Maersk Group's container shipping unit reported an 11.7 per cent year-on-year increase in the average freight rate, and a 3 per cent rise in volume to 10.7 million TEU leading to a 15 per cent increase in revenue to $23.8 billion. But, the cyber attack cost the carrier $250 to $300 million in the third quarter and rates fell through the second half while bunker fuel prices rose.
"We were not able to deliver on the guidance of a $1 billion improvement in our 2016 profits, mainly because of the cyber attack," Maersk Group CEO Soren Skou said. "There were strong underlying market conditions through most of the year, but the result was negatively affected by the cyber attack, weaker rates, and increasing bunker costs, especially in the fourth quarter."
Volume on Maersk Line's east-west services grew by 2.4 per cent to 3.77 million FEU, on north-south by 2.2 per cent (5.21 million TEU), and by 7.3 per cent on the carrier's intra-regional operations (1.73 million TEU), reflecting strong demand with an estimated market growth of about 5 per cent compared with 2016, IHS Media reported.
Chief commercial officer of Maersk Line, Vincent Clerc, said the volume recovery was encouraging and suggested there was no long-term affect of the cyber attack.
Maersk Line reported that freight rates increased across all trades in 2017. East-west rates increased by 19.3 per cent, driven primarily by Europe trades, while an 8.9 per cent rise in north-south rates was led by West Central Asia and Africa trades. Intra-regional rates increased by 24 per cent.
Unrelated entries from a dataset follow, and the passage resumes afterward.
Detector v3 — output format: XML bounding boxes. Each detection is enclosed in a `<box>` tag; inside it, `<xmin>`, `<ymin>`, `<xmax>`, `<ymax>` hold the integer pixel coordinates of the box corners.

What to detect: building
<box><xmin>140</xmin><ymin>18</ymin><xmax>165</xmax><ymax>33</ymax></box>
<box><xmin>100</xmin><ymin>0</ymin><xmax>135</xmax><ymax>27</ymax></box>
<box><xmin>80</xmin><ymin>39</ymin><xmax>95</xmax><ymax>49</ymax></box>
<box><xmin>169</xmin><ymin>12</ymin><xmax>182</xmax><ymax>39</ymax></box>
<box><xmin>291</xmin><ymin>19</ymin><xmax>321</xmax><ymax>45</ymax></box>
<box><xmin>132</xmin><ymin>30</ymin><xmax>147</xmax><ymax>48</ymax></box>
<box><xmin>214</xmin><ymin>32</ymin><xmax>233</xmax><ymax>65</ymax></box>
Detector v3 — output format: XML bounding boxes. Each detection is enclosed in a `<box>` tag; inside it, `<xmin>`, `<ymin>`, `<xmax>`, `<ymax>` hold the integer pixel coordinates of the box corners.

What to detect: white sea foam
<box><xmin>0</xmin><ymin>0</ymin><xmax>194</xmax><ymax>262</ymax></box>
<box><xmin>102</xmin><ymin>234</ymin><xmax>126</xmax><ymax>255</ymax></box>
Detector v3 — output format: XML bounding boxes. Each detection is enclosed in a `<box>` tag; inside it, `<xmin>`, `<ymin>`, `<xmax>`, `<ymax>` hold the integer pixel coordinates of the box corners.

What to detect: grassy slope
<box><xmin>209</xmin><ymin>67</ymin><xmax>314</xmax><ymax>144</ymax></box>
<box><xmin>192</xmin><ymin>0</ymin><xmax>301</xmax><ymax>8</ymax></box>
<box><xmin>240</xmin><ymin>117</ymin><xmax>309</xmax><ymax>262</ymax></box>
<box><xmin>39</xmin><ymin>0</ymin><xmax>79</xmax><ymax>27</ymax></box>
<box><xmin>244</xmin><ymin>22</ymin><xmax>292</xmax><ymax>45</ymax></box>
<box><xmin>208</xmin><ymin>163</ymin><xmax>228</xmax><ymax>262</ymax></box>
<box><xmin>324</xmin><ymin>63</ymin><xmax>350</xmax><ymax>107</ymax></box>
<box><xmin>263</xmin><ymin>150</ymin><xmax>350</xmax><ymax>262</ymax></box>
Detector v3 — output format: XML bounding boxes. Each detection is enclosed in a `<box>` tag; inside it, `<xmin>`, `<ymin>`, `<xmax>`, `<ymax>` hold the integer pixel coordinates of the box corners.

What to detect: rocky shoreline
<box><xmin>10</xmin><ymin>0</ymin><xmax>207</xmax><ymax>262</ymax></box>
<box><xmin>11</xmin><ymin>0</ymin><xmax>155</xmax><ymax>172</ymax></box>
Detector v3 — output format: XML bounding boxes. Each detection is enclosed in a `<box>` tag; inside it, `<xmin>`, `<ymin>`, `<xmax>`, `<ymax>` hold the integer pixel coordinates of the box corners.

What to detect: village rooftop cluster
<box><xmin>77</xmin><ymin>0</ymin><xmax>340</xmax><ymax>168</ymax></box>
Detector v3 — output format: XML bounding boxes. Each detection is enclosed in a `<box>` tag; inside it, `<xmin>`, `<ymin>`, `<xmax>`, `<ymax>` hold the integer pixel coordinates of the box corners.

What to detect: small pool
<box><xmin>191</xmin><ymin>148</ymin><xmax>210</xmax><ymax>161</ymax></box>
While Maersk Line reported average freight rates of $2,005 per FEU across its global operations that were almost 12 per cent higher than those achieved in 2016, the average unit cost of transporting each container also rose, coming in at $2,079, or 5 per cent above that of 2016. Rates for 2017 were well below the average per FEU achieved in 2013 and 2014 when it surged past $2,600 per FEU.
Maersk Group as a whole reported an underlying profit of $356 million on revenue of $30.9 billion derived mainly from its transport and logistics operations. The group is divesting itself of its energy-related businesses, but if the financial performance of these discontinued operations is included, the group made a loss of $1.16 billion in 2017.
The acquisition of Hamburg Sud and divestment of Mercosul Line were completed in December 2017, with the German carrier contributing $458 million in revenue in the last month of the year at an underlying loss of $8 million.
Cost synergies from the merger are expected to be between $350 and $400 million by 2019, primarily from integrating and optimising the networks, as well as standardised procurement.
Maersk Line said in its earnings statement that, supported by strong demand growth, earnings in the container liner industry strengthened in 2017 compared with a weak 2016. However, the carrier highlighted the surplus capacity that is in the market that was challenging the fundamentals.
"The current wave of mergers in the industry, which started with the merger of Hapag-Lloyd and CSAV in 2014, has increased the top five market share in the industry from 45 per cent in 2014 to 64 percent, once the Cosco-OOCL deal and Japanese joint venture [Ocean Network Express] have been implemented in [first quarter] 2018," the carrier said.